Eyes Open

February 2015 is shaping up to be the longest month of my life so far. I’ve become good at presenting a positive outlook on life, but the last few weeks have been terrible.

First of all, I’ve been struggling with an extended flare up of my condition with some new symptoms and it isn’t budging. I’ve had psych myself up physically and mentally for lectures. The pain and time management has been such that I have hardly seen or spoken to any of my friends for a couple of weeks.

Second, I received my semester 1 module results on Friday (20th) and they were disappointing, only just hitting the pass mark for one. I wasn’t on great form when I was writing the assignments, and I actually don’t really remember writing on of them, but all the same, academic writing has always been a strong suit of mine.

And finally on Thursday 19th, I received the news that my grandfather, to whom I was close, had passed away that morning. It was a shock. Grief is something I have never had to deal with before and I’m still feeling somewhat numb. I’m confident the reality hasn’t sunk in yet, unless I have a heart of ice.

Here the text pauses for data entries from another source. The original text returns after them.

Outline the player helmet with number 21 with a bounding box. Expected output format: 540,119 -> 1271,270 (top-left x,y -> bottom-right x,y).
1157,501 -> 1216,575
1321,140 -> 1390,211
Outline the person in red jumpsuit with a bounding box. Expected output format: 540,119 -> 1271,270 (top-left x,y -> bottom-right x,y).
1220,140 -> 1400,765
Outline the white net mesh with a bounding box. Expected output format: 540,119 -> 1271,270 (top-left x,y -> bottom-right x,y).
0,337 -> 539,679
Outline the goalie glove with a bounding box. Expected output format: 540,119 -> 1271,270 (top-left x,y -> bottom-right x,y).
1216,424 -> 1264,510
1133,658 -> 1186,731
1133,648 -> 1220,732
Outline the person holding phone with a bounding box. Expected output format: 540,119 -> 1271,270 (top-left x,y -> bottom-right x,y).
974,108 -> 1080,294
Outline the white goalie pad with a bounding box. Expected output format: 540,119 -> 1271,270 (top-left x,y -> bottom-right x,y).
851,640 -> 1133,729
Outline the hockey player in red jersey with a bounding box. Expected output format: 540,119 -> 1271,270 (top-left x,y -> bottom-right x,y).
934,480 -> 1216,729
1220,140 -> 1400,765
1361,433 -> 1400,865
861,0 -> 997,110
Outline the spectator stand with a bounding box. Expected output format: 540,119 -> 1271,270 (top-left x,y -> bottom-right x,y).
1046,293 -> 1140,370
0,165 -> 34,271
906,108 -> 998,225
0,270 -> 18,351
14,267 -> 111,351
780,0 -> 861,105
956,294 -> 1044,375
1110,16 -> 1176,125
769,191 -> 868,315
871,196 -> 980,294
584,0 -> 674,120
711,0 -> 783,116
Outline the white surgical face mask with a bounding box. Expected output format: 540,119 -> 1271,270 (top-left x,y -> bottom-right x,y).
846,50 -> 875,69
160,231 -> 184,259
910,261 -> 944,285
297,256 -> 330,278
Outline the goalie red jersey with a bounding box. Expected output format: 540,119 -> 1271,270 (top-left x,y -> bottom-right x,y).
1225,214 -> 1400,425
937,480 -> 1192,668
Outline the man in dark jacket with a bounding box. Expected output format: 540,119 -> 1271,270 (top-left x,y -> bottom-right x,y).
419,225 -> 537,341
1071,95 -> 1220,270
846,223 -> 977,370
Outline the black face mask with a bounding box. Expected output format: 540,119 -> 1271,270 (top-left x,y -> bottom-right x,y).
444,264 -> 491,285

In light of these things and my emotional openness over the past few days, I have come to realise that perhaps I am not coping with my condition as well as I tell myself I am. I consider it both a strength and a weakness that I am able to compartmentalise and hide my emotions or pain from loved ones, but I have also been kidding myself. Now I don’t know what to do.

Something that has been gnawing at me recently has been what I do after I complete my postgraduate studies. The pace of my life as it is now (studies, fairly limited social life and a very part time job 15 hours a week) is evidently too fast, and my symptoms don’t allow me to sit or do the same activity for longer than about an hour at a time. I’m also anxious about the prospect of being depended on by a boss or colleague when I’m going through a flare up or treatment, and my capacity to fulfil expectations. So what do I do?

The immediate issue is my degree. I have four weeks left of semester 2 and I am very behind with work. Then I have the summer to write a dissertation that is to be handed in at the beginning of September. If my condition stays the way it is now, can I complete the term with a shred of enjoyment?

My options are as follows:

1. extensions are pretty easy to sort out

2. change from full to part-time study and hand in my dissertation and other assignments next year

3. pause completely and take a sabbatical to get a grip on pain management

I’m seeing my consultant on Monday, when we’ll discuss what is left on the table, up his sleeve and under the rug. Hopefully that will give me a bit more to go on. Right now, I have a lot to think about.

3 Replies

  • Firstly I am sorry about your Grandfather. You will experience a range of emotions likely alien to you.

    Anger, blame, sadness, loneliness and regrets. These are all perfectly normal part of bereavement. Hopefully you will have family and or close friend who will support you through this sad time.

    I think you have answered your own question.

    You can not cope with all the study, work and pain. Something has to go and it ain't gonna be the pain!. Back on my soap box - one of the first things pain clinic say is....pace yourself. You are having a massive flair up. Stress is a major factor and doing too much. Your body can't cope so it throwes a wobbly to make you stop.

    Pain is your body's way of protecting itself. You stick your finger in the fire as a child, it hurts, so you don't do it again. Same with chronic pain and it can't be ignored. So listen.

    Pain clinic real name is pain management. Learning how to live with your pain with the help of meds, alternative therapy tp a level you can cope with. Push yourself too hard and no amount of meds will help.

    So.....take time to let your body recover. Look at ways of helping yourself and take that time off.

    Hope this might help a bit.

    Pat x

  • Thank you Pat. Time off of some sort is looking likely. I'm probably going to try to implement some sort of CBT as extra aid to help get routine and management under my belt. I've got to try and work out what I might be able to do part time to earn a little money. I don't think I can sustain the job I'm doing now; too much standing around and I have to talk to a lot of customers which when I'm in pain and exhausted, is a real struggle. In speaking to my parents over the last few days, they have helpfully told me that they had worried that I would be asking a lot of myself to study a postgraduate degree in London while doing a part time job, considering my condition. Kind of annoying that they've left it until now to bring it up.

  • Hello E - can't possibly type your whole name!

    Good decision and plenty to think about.

    I smiled at your comments about your parents not saying anything sooner. Suppose they had come to you and said you are doing too much? Would you really have listened and taken heed? Probably not. You might even have resented their interference. The time for you to make changes is when you and you alone decide. Parents know this and often seem indifferent whe they are very aware of what you are going through.

    There is a fine line between caring and interfering. Don't be too harsh on them but do talk to them now you have made your decision. Parents are only children in bigger sizes!